Le monde de pensée de Pascal a eu une énorme influence sur toute la culture ultérieure. Léon Tolstoï l’a qualifié de «maître d’humanité» et l’a qualifié de «philosophe-prophète qui voit la vérité à travers les têtes des siècles». Pascal a anticipé un certain nombre d’idées de Leibniz, P. Bayle, Rousseau, Helvétius, Kant, Schopenhauer, Scheler et bien d’autres. etc. Les existentialistes font remonter leur philosophie à Pascal. Sa «métaphysique et sa religion du cœur» sont particulièrement proches de la culture russe. Florensky a trouvé chez Pascal «une affinité particulière avec l’Orthodoxie».
Littérature
1. Pascal B. Pensées / Trans.
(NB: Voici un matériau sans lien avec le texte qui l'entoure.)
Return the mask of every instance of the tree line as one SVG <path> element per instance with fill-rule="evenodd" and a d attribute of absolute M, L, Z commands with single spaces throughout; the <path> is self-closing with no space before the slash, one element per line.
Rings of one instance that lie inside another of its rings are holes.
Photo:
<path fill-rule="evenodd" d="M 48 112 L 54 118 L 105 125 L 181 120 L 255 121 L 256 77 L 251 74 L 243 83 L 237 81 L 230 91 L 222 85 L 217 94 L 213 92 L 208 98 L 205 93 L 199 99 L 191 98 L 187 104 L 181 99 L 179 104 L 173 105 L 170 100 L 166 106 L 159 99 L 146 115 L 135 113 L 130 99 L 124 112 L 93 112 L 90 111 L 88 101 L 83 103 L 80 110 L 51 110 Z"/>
Ginzburg Yu. A.M., 1995.
2. Pascal B. À propos de l’esprit géométrique et de l’art de persuader // Streltsova G. Ya. Pascal et la culture européenne. Applications. M., 1994.
3. Pascal B. Conversation avec de Sacy à propos d’Épictète et de Montaigne // Ibid.
4. Pascal B. Lettres à un provincial. Saint-Pétersbourg, 1898.
5.Pascal V. Oeuvres complètes [par L. Lafuma]. P., 1963.
6. Streltsova G. Ya Pascal (Penseurs du passé). M., 1979.
7. Streltsova G. Ya Pascal et la culture européenne. M., 1994.